Lila flipped through the pages, her eyes scanning the entries. When she reached the one about the festival, she froze.
"This… this can't be real Ethan, I surely said I would help you but don't... just don't joke around" she whispered, but her voice lacked conviction.
"It is," I said, sitting down on the edge of my bed. "I don't know how, but it is. And whatever that shadow was—it's connected to all of this. To the diary, to the town, to everything."
Lila sank into the chair by my desk, still clutching the diary. "What do we do now?" she asked, her voice barely above a whisper.
I didn't have an answer. All I knew was that the diary wasn't just a warning. It was a guide, leading me deeper into a mystery I wasn't sure I wanted to solve.
But one thing was clear: this wasn't over. Not by a long shot.
Just as the weight of the night's events began to settle, a faint knock sounded at my bedroom door. Before I could answer, Hannah peeked in, her wide eyes filled with fear. "Ethan," she said, her voice trembling. "Dad just got a call.
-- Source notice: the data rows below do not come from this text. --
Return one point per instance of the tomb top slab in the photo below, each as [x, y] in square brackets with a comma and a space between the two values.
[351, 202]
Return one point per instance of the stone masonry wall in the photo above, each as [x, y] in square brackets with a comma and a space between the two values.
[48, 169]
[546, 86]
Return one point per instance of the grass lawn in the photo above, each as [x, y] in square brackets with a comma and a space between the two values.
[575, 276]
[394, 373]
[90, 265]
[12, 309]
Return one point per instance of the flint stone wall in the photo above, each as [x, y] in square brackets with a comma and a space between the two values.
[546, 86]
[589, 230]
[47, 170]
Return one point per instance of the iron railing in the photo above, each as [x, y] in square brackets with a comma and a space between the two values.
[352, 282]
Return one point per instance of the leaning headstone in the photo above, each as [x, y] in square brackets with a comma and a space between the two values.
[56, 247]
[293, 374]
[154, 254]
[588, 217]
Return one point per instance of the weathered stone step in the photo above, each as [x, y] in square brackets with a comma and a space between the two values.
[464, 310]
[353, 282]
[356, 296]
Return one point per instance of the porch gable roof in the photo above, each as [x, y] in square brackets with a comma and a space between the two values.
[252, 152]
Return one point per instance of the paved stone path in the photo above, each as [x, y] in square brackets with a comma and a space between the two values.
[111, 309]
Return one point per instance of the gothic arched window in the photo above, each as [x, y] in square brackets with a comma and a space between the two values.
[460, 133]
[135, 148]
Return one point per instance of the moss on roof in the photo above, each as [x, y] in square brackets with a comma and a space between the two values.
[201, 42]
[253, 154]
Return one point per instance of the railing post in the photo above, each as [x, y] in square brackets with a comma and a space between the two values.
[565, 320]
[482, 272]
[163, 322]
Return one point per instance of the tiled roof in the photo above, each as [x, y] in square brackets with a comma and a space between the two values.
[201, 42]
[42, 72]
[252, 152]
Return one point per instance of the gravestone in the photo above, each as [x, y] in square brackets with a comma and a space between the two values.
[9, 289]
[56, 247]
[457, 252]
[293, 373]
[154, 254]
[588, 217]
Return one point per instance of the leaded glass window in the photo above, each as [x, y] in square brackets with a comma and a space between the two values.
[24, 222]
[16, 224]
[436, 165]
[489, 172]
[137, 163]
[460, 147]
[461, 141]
That boy—the one who screamed at the festival—he's missing. They said he ran into the woods, but no one can find him." The words hit me like a punch to the gut. I looked at Lila, who had gone pale, the diary still clutched in her hands. "It's happening again," I whispered, the realization chilling me to the core. The diary hadn't just predicted chaos—it had marked the beginning of something far worse.